About Big 5 Sporting Goods Corporation
Big 5 is a leading sporting goods retailer in the United States, operating 311 stores in 10 states under the “Big 5 Sporting Goods” name. Big 5 provides a full-line product offering in a traditional sporting goods store format that averages 11,000 square feet. Big 5’s product mix includes athletic shoes, apparel and accessories, as well as a broad selection of outdoor and athletic equipment for team sports, fitness, camping, hunting, fishing, tennis, golf, snowboarding and in-line skating.

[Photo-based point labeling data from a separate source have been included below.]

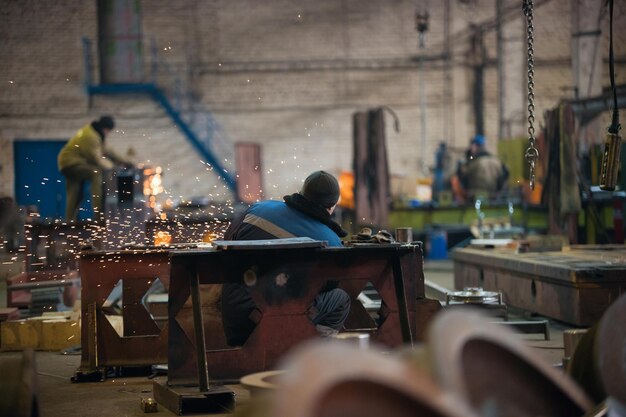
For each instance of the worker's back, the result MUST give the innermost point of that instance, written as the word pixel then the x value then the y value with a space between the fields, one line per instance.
pixel 485 173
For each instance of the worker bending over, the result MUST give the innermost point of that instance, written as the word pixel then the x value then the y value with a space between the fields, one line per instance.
pixel 303 214
pixel 82 159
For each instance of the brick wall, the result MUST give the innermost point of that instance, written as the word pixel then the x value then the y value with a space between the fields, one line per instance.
pixel 286 74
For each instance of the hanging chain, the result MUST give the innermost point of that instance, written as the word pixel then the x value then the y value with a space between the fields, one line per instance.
pixel 532 153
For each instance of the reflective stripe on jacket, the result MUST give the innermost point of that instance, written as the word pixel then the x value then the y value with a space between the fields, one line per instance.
pixel 275 219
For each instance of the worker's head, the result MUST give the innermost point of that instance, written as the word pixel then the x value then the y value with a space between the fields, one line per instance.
pixel 321 188
pixel 478 140
pixel 106 124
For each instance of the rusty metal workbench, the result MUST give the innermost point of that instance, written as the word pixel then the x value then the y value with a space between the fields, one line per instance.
pixel 394 270
pixel 574 286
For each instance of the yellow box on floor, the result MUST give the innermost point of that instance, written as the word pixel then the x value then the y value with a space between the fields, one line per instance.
pixel 47 332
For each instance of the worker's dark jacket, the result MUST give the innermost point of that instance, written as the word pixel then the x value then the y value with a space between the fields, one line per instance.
pixel 484 173
pixel 295 217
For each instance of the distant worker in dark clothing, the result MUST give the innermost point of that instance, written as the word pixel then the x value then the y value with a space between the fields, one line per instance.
pixel 303 214
pixel 481 172
pixel 82 159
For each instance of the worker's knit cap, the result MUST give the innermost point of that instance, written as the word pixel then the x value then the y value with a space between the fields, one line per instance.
pixel 321 188
pixel 107 122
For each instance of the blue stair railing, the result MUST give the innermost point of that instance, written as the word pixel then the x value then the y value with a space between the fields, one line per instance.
pixel 189 115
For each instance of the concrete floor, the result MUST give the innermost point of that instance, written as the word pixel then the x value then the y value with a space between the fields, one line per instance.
pixel 122 396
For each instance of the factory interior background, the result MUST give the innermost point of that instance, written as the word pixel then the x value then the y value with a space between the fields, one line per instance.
pixel 219 105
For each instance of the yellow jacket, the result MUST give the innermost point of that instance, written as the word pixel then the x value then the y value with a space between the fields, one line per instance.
pixel 86 147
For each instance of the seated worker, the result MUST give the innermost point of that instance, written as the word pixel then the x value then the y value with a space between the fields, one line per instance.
pixel 481 172
pixel 82 159
pixel 303 214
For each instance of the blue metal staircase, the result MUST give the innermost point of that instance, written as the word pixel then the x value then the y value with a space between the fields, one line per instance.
pixel 204 137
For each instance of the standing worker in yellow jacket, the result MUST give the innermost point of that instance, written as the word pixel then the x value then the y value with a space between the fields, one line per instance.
pixel 82 159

Except for historical information contained herein, the statements in this release are forward-looking and made pursuant to the safe harbor provisions of the Private Securities Litigation Reform Act of 1995. Forward-looking statements involve known and unknown risks and uncertainties, which may cause Big 5’s actual results in future periods to differ materially from forecasted results. Those risks and uncertainties include, among other things, the competitive environment in the sporting goods industry in general and in Big 5’s specific market areas, inflation, product availability and growth opportunities, seasonal fluctuations, weather conditions, changes in costs of goods, changes in interest rates and economic conditions in general. Those and other risks are more fully described in Big 5’s filings with the Securities and Exchange Commission, including its Annual Report on Form 10-K/A filed on October 25, 2004 and its Quarterly Report on Form 10-Q for the quarter ended September 26, 2004. Big 5 disclaims any obligation to update any such factors or to publicly announce results of any revisions to any of the forward-looking statements contained herein to reflect future events or developments.